= Israeli antisemitic cartoons contest =

Graphic arts contest

The Israeli Anti-Semitic Cartoons Contest (Hebrew: תחרות קריקטורות אנטישמיות ישראלית) was a cartoon contest initiated by two Israeli artists in response to the Muhammad cartoons controversy and the subsequent Holocaust cartoon competition by the Iranian newspaper Hamshahri. Illustrator Amitai Sandy announced the contest on the website of his Tel Aviv-based graphic arts company on February 14, 2006, stating, "We'll show the world we can do the best, sharpest, most offensive Jew hating cartoons ever published! No Iranian will beat us on our home turf!"

The Jerusalem Post reported Sandy as saying that his intention was to challenge bigotry by using humour. According to Haaretz, within three days of the announcement of the contest, Sandy was interviewed by more than thirty daily newspapers, as well as two television channels and a radio program broadcast on 450 local stations in the United States.
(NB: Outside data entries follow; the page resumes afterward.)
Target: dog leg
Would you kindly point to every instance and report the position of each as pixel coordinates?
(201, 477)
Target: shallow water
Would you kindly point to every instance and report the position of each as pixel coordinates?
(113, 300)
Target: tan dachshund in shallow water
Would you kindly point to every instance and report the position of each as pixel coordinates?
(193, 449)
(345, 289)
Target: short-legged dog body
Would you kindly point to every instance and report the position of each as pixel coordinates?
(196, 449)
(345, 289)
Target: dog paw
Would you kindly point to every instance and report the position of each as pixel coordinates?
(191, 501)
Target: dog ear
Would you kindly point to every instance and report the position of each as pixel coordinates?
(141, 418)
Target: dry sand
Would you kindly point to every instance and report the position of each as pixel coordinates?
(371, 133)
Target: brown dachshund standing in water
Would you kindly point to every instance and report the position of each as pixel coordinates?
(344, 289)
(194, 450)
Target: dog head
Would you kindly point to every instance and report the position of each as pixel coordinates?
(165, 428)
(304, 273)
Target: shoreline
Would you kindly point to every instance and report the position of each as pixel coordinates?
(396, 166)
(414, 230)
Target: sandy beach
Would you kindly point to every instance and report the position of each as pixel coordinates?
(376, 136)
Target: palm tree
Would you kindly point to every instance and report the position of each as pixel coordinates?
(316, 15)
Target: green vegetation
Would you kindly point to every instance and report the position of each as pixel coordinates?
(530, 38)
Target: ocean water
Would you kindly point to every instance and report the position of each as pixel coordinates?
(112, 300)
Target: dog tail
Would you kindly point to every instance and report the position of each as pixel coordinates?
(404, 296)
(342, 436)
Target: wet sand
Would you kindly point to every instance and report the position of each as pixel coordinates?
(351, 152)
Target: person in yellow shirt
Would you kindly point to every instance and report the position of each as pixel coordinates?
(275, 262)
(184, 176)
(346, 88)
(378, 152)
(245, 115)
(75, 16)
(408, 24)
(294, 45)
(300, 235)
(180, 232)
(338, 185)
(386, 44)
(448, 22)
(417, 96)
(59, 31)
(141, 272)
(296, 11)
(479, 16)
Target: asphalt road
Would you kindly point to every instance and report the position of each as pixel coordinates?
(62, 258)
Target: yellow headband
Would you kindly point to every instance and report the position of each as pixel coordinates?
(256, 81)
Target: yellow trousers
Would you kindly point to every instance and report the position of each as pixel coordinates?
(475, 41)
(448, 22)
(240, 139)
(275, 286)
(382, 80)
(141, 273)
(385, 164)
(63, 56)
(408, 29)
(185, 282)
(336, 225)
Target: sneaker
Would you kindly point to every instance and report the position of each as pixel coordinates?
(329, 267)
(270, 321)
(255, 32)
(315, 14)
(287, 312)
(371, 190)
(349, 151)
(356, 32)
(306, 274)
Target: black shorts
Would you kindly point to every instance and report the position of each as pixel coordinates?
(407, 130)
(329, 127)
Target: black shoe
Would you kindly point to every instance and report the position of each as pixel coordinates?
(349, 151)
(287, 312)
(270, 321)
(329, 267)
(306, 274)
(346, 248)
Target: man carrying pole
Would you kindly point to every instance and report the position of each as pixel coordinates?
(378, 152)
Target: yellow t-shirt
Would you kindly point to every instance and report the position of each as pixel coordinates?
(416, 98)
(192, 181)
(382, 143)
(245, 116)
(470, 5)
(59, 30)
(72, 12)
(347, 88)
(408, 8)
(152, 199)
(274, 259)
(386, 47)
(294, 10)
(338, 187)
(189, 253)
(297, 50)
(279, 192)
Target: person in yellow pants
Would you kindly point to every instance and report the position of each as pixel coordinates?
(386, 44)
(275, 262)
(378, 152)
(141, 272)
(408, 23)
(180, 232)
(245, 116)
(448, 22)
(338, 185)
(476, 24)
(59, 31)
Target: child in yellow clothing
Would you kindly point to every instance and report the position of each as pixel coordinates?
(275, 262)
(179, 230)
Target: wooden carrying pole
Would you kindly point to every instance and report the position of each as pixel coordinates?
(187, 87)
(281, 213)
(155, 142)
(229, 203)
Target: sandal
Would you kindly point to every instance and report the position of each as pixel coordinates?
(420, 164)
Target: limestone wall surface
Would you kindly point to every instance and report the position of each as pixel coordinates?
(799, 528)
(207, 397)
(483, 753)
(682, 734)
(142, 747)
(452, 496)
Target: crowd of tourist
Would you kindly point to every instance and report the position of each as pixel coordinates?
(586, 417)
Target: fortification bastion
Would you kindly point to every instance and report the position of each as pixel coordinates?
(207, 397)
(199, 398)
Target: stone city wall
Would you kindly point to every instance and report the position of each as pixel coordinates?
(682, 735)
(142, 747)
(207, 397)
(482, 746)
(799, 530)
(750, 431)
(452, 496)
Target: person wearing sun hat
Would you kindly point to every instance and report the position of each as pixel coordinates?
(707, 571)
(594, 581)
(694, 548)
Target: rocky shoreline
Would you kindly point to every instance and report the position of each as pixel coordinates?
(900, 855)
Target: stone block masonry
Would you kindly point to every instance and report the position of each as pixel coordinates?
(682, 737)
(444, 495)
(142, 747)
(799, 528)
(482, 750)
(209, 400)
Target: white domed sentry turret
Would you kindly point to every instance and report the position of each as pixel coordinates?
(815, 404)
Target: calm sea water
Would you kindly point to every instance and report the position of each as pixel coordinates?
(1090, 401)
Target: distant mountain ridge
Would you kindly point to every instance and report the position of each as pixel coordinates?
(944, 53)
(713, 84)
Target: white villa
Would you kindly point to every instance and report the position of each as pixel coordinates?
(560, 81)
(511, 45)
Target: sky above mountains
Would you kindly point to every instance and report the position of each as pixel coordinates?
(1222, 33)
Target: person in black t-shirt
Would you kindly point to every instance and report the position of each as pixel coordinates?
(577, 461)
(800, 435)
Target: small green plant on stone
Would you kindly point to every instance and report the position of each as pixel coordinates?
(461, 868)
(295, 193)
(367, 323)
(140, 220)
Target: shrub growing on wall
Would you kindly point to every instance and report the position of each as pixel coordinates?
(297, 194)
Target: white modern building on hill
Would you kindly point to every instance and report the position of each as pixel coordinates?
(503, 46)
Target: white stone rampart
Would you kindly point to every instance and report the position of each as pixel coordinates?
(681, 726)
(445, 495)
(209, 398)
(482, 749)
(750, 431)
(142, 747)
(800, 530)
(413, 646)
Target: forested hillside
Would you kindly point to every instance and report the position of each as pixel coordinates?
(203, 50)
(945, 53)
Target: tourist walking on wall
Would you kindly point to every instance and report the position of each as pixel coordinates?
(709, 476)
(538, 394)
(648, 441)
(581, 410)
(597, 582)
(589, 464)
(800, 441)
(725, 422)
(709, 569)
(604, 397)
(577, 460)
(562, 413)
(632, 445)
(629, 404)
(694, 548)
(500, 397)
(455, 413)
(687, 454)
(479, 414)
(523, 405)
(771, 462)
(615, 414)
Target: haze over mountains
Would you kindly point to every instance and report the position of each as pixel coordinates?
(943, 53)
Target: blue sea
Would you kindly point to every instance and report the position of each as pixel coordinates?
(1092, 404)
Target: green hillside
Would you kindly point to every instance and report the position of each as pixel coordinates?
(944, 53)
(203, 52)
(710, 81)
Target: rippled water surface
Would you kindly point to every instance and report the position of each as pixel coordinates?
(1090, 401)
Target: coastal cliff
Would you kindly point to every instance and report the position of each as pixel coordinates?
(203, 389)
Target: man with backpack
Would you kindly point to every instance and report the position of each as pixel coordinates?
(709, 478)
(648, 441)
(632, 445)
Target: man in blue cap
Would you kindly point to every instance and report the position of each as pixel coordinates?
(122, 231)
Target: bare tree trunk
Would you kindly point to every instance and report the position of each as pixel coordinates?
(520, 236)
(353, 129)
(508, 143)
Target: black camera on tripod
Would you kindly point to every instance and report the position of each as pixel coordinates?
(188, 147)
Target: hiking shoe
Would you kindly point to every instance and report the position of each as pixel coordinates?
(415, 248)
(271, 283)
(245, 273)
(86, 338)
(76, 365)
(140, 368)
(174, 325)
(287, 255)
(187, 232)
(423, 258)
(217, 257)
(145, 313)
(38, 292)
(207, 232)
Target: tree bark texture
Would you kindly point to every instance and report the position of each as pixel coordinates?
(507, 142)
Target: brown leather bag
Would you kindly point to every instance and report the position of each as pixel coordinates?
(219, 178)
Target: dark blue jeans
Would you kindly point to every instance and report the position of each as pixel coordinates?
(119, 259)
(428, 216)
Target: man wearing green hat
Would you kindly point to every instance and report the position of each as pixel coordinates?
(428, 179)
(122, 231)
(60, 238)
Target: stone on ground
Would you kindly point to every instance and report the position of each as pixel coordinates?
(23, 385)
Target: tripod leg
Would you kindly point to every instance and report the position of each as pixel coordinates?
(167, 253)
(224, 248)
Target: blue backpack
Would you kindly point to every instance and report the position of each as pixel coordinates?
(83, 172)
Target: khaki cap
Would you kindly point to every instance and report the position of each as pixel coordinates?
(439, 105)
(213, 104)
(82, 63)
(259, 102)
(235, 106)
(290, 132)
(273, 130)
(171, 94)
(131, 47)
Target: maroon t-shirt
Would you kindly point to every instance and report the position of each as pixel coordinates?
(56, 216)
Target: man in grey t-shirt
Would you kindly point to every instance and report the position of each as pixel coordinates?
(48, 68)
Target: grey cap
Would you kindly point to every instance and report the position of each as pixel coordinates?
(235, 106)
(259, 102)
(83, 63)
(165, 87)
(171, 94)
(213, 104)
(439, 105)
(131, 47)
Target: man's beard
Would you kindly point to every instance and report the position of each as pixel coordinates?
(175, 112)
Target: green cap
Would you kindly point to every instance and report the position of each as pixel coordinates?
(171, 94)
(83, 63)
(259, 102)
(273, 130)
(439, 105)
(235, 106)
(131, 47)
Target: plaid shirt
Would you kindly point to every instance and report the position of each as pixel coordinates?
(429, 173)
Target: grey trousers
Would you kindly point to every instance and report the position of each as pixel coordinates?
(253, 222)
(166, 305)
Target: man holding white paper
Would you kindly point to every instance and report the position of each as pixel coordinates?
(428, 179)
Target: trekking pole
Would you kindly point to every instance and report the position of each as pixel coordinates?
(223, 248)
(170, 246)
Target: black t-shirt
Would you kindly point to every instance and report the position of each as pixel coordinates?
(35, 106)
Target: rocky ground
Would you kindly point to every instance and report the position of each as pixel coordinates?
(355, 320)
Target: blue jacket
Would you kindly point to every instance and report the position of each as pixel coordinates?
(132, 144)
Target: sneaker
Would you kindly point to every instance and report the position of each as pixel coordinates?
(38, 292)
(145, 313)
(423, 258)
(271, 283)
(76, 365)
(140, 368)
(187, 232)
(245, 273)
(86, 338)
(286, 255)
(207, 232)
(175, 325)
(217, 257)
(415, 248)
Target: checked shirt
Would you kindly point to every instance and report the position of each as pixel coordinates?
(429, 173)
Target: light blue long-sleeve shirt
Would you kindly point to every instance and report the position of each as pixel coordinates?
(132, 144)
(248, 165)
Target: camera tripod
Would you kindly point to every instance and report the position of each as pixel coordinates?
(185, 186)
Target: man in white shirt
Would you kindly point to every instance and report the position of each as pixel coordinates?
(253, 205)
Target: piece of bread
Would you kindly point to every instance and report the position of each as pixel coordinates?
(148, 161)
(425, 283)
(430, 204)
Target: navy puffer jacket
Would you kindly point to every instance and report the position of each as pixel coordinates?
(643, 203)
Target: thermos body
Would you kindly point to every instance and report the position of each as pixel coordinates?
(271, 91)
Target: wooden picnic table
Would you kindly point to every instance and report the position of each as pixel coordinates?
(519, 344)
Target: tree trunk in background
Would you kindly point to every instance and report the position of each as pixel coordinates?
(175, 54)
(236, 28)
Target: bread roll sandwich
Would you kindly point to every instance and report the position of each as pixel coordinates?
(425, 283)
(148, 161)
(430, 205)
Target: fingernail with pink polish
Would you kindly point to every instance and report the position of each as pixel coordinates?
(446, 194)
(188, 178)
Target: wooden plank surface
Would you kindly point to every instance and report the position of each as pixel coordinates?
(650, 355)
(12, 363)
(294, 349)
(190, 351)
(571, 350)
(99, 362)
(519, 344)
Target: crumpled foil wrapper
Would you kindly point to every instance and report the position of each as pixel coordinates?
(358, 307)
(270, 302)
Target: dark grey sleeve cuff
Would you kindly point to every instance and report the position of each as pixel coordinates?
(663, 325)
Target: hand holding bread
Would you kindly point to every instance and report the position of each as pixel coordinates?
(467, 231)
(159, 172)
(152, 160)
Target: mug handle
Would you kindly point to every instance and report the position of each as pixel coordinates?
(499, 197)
On April 6, 2006, the winner was announced on the contest homepage: "Fiddler on the Roof". It depicted a fiddler on the Brooklyn Bridge during the September 11 attacks on the World Trade Center.

Other common themes through the cartoons included world domination, the myth of Jews having horns, the Holocaust (and its denial), and the blood libel, all of which were familiar staples or topics of antisemitism. Many of those staples were canards as well.